Posted: March 6, 2018, 4:07 AM
One would think I've figured out how to quit this s***, but honestly! It's worse than my previous opiate addiction. My blood pressure is dangerously high and I'm losing everything around me. At a loss. 😞
not about me






Posted: March 6, 2018, 5:05 AM
Hi armynurse I do not know if this post will help you but I want to share what it has taken for me to be clean for nine years after using heavily for 20 years. My path has been different then most and I will try to give you the abridged version. I was mostly always a working addict it started slowly and became a couple times a week for awhile and I always hated myself and vowed to stop afterwards in the beginning. Even when I became a daily user I still worked most of the time. I would smoke at night, go through a couple hours of withdrawals and go to work in the morning sometimes managing to stay up over 72 hours without sleep at a time. I started using crack to keep myself awake during the day followed by heroin to take the edge off . I had a job where I would see 4 - 5 customers a day with no supervision (i drove between jobs and the down made me a dangerous driver as I started nodding off while driving, luckily only 1 non serious accident). I was able to make side deals with customers to make cash that my employers did not know about so I could get extra money to fund my habit (essentially stealing from my work). I was fired from several good jobs because of my habits but was able to get new jobs because I did good work and became good at leading a double life. I was able to start working for myself and my double life became normal as I only answered to customers and not a supervisor. I got lucky and found a woman I could trust who was also smoking crack and we led that double life together for a couple years. I was able to start a business where I hired people to work for me and that was the day we quit. I knew that if someone showed up to work for me and saw me strung out from smoking all night I would have no business. That was june of 2009 and I have not smoked since. I found 2 things that mattered more to me then getting high, a woman I could trust and a business of my own. I received great strength from my girlfriend as she never asked to buy anything after that day. I think she is stronger then me and I consider myself very lucky to have found her.
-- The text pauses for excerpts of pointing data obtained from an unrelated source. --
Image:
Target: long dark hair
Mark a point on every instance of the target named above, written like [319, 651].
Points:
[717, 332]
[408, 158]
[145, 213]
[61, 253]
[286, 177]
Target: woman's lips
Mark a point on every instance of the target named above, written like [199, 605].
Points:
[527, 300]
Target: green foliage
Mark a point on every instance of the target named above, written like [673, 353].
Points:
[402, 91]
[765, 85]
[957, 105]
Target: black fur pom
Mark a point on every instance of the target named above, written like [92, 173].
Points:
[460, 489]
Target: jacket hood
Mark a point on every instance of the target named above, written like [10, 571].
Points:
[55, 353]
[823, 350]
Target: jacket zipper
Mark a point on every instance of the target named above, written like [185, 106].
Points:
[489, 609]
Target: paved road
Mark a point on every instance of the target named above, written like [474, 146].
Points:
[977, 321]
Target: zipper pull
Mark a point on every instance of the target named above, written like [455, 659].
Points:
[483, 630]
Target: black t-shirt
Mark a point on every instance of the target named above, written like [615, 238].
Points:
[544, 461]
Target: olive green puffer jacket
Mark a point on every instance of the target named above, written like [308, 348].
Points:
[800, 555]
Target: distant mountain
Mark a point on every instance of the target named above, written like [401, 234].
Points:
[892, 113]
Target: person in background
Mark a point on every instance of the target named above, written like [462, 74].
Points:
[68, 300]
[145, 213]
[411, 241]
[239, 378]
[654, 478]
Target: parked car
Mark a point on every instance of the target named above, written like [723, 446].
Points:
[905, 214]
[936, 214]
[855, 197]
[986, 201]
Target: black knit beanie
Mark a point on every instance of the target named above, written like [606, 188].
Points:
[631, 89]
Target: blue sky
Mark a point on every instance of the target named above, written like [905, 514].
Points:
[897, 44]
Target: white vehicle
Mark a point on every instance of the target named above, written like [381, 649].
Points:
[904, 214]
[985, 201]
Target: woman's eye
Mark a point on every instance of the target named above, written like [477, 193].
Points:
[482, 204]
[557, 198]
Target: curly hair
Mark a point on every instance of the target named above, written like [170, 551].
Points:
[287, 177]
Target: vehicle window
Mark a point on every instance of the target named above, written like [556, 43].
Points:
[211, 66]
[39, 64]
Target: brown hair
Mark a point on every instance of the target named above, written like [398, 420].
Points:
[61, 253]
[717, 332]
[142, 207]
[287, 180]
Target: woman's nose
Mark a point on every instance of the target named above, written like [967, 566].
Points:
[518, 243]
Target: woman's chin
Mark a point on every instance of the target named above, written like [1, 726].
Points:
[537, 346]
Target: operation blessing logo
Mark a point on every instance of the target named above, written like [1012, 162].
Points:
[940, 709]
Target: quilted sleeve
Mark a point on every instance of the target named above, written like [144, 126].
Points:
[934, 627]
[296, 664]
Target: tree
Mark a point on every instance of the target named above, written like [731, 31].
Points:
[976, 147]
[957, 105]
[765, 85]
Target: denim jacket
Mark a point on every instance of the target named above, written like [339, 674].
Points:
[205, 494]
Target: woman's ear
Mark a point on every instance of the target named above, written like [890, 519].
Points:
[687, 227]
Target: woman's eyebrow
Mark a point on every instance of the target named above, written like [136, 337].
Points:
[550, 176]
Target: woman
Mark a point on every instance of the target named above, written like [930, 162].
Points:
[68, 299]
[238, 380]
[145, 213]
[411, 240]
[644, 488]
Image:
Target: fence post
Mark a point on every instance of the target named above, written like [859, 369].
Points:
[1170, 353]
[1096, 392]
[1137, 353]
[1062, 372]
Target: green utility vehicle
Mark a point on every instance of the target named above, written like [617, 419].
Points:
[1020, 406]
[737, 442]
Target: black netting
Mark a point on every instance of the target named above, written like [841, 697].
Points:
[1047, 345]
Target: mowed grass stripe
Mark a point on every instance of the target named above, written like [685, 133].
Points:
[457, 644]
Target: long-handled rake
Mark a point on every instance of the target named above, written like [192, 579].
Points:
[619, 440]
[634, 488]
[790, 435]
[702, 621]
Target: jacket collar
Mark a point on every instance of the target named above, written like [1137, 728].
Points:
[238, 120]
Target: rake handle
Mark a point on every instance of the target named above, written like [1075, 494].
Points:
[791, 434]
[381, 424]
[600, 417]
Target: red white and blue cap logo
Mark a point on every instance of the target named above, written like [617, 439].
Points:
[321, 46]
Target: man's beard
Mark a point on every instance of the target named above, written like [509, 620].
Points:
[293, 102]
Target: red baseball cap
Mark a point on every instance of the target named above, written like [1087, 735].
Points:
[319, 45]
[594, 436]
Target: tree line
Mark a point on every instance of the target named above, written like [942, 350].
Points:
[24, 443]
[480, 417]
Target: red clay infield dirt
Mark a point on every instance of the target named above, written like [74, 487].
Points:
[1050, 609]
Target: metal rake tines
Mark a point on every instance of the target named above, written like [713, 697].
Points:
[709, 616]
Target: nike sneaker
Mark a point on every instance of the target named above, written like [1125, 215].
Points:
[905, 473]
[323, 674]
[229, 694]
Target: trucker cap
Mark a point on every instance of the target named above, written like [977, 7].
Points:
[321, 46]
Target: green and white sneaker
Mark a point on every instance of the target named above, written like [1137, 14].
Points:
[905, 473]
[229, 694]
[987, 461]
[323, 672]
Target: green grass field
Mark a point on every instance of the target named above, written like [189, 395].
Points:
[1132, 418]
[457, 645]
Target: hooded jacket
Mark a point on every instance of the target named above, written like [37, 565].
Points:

In a nutshell I found 2 things I wanted more then crack.

If I were to lose 1 or both of them maybe I will relapse but I hope not. I also got lucky to never get wired to the heroin, probably because I always had to much cocaine in my system.

Good luck with your recovery, I hope you find reasons to quit. NA wants you to put your faith in GOD and that is how most people quit but the real strength is within you. GOD can only help you find it.